Health officials used Whole Genome Sequencing (WGS) to determine the genetic “fingerprint” of Listeria cultured from each patient tested and determined they were all likely sickened by the same source. outbreak strain. Investigators in Ohio and Canada found the outbreak strain in bagged salads produced at the company’s facility in Springfield, Ohio. A recall was issued.
Caramel Apple Listeria Outbreak
In 2015, a 12-state Listeria outbreak linked to pre-packaged caramel apples sickened 35 people, seven of whom died. The apples used to make the caramel-covered treats were produced by Bidart Brothers of Bakersfield, CA, Outbreak investigators determined that Listeria isolates found on apples produced by Bidart Brothers matched the outbreak strain. A recall was issued.
The Pritzker Hageman Listeria Team represented clients who were sickened in the caramel apple Listeria outbreak. Brendan Flaherty, a Listeria attorney who worked on these cases said the biggest tragedy is that the illnesses and deaths were preventable. ‘In my experience, food companies responsible for outbreaks on this scale weren’t following food safety rules,” he said. Contact our Listeria team for a free consultation about your case.

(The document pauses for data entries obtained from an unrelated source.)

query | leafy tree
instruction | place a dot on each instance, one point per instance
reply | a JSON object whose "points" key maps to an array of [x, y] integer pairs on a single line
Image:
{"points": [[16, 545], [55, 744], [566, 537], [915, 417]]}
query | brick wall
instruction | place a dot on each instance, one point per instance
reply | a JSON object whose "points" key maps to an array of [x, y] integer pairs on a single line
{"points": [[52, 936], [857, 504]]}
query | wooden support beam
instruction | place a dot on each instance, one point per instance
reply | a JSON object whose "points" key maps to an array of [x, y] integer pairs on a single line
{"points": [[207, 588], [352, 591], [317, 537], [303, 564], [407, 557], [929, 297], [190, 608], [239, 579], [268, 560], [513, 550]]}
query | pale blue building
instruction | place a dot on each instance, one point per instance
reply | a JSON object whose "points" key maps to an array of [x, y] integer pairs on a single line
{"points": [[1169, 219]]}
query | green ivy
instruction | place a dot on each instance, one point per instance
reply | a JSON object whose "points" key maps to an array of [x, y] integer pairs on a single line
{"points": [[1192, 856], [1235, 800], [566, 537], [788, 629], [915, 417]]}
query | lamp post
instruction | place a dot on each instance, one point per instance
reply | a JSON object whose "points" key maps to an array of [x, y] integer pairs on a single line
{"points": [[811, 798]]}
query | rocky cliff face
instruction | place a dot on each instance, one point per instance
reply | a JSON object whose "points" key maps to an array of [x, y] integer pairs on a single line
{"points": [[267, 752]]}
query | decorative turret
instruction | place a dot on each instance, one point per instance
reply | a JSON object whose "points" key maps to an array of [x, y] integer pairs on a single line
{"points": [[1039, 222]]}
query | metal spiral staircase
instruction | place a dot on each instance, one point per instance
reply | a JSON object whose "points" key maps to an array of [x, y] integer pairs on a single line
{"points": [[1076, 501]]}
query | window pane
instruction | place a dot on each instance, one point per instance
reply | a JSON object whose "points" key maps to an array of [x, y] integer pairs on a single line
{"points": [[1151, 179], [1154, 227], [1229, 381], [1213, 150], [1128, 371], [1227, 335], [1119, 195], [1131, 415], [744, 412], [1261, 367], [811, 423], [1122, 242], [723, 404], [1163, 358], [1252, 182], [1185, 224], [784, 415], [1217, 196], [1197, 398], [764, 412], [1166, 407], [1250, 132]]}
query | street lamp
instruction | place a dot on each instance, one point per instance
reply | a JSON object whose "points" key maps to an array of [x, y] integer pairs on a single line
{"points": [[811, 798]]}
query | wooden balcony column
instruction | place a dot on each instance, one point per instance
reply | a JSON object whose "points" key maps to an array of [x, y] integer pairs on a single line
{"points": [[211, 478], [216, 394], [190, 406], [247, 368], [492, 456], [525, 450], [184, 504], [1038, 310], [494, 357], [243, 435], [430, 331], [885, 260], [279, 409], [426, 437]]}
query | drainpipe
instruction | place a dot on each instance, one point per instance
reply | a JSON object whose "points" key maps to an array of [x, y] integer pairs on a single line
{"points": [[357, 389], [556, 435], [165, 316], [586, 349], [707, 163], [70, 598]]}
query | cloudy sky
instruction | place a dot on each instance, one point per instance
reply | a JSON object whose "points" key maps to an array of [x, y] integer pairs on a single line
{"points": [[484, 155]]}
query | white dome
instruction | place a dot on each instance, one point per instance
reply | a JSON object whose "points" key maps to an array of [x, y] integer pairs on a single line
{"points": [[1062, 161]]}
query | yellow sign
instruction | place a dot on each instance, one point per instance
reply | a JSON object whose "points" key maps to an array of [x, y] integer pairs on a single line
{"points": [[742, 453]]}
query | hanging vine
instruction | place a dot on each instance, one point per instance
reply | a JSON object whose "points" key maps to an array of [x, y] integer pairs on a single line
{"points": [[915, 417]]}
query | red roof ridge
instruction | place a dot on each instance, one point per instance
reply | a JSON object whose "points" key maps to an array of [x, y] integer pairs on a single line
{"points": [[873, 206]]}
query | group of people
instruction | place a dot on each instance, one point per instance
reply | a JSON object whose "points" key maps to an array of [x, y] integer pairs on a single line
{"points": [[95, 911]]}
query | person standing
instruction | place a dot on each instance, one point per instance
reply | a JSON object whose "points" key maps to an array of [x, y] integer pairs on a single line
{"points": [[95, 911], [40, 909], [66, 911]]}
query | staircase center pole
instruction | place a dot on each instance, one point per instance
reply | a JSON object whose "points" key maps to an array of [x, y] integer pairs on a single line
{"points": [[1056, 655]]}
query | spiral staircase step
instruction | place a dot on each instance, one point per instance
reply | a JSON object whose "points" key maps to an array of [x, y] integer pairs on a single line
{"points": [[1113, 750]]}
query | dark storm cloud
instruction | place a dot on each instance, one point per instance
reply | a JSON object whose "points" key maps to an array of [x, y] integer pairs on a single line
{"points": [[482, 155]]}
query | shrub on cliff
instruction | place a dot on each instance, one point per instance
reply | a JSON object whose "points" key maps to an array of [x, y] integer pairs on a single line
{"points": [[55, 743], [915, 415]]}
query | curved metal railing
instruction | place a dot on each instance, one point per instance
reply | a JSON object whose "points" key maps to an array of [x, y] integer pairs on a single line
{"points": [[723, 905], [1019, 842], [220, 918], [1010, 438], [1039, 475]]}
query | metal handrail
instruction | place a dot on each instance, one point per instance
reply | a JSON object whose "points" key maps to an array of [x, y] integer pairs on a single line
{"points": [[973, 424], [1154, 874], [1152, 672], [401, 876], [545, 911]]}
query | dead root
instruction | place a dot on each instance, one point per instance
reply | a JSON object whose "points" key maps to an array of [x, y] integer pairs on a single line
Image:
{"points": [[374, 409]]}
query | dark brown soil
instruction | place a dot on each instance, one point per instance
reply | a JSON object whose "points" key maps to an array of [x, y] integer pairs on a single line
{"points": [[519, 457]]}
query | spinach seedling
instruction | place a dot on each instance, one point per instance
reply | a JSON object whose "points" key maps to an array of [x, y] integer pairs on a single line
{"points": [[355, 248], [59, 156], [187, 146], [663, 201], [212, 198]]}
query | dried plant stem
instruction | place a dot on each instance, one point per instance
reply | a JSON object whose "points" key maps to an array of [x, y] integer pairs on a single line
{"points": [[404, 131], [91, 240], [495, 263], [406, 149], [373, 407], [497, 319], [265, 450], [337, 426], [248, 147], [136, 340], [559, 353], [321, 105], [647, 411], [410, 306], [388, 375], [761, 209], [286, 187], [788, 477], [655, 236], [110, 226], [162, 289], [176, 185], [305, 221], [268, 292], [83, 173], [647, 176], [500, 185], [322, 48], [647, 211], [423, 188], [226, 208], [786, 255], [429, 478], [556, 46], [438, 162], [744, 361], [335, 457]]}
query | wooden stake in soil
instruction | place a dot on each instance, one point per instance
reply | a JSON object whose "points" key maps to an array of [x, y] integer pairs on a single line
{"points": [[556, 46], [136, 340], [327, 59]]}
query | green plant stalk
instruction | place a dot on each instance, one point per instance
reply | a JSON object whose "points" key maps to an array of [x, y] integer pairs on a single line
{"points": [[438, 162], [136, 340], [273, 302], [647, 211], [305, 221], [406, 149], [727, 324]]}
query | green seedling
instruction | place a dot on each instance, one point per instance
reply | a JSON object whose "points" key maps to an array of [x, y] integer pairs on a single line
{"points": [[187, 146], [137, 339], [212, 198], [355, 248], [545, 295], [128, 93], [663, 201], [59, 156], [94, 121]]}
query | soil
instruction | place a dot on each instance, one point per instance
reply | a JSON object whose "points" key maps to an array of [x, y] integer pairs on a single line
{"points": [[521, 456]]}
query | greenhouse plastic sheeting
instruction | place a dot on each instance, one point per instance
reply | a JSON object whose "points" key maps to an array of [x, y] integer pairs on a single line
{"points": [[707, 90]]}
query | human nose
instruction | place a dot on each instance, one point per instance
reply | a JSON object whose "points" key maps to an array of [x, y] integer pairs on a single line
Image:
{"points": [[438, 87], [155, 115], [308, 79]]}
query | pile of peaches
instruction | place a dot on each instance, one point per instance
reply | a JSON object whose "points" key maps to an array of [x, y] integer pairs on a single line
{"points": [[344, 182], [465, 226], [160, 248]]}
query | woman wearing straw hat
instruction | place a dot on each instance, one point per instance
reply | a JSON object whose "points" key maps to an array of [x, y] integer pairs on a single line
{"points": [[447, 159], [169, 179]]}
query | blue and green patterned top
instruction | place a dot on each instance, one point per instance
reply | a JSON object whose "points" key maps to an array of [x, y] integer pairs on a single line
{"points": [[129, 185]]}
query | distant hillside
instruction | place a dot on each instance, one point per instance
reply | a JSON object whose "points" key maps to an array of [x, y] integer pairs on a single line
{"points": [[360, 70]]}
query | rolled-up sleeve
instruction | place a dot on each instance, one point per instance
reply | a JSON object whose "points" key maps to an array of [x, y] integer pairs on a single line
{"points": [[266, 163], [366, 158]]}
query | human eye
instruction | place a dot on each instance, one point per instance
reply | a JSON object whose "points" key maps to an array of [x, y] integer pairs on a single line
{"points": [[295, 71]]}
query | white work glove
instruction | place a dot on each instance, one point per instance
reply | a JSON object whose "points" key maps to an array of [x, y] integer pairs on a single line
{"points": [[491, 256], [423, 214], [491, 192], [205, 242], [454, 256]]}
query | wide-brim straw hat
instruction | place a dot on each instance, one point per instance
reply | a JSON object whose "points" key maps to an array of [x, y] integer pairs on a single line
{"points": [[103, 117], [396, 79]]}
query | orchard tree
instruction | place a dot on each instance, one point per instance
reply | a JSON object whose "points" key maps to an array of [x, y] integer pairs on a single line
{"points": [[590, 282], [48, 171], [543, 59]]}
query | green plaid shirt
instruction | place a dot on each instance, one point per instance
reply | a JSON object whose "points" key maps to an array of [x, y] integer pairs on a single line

Cantaloupe Listeria Outbreak
The 2011 cantaloupe Listeria outbreak sickened 147 people in 28 states, 33 of them died. A pregnant woman who was among those sickened suffered a miscarriage. The outbreak was linked to cantaloupe melon produced by Jensen Farms, in Holly, CO.
Outbreak investigators determined that unsanitary conditions on the farm were the source of the outbreak including the use of packing equipment that was difficult to clean and standing water on the packing room floor. A recall was issued for the melons. The farm filed bankruptcy the year after the outbreak.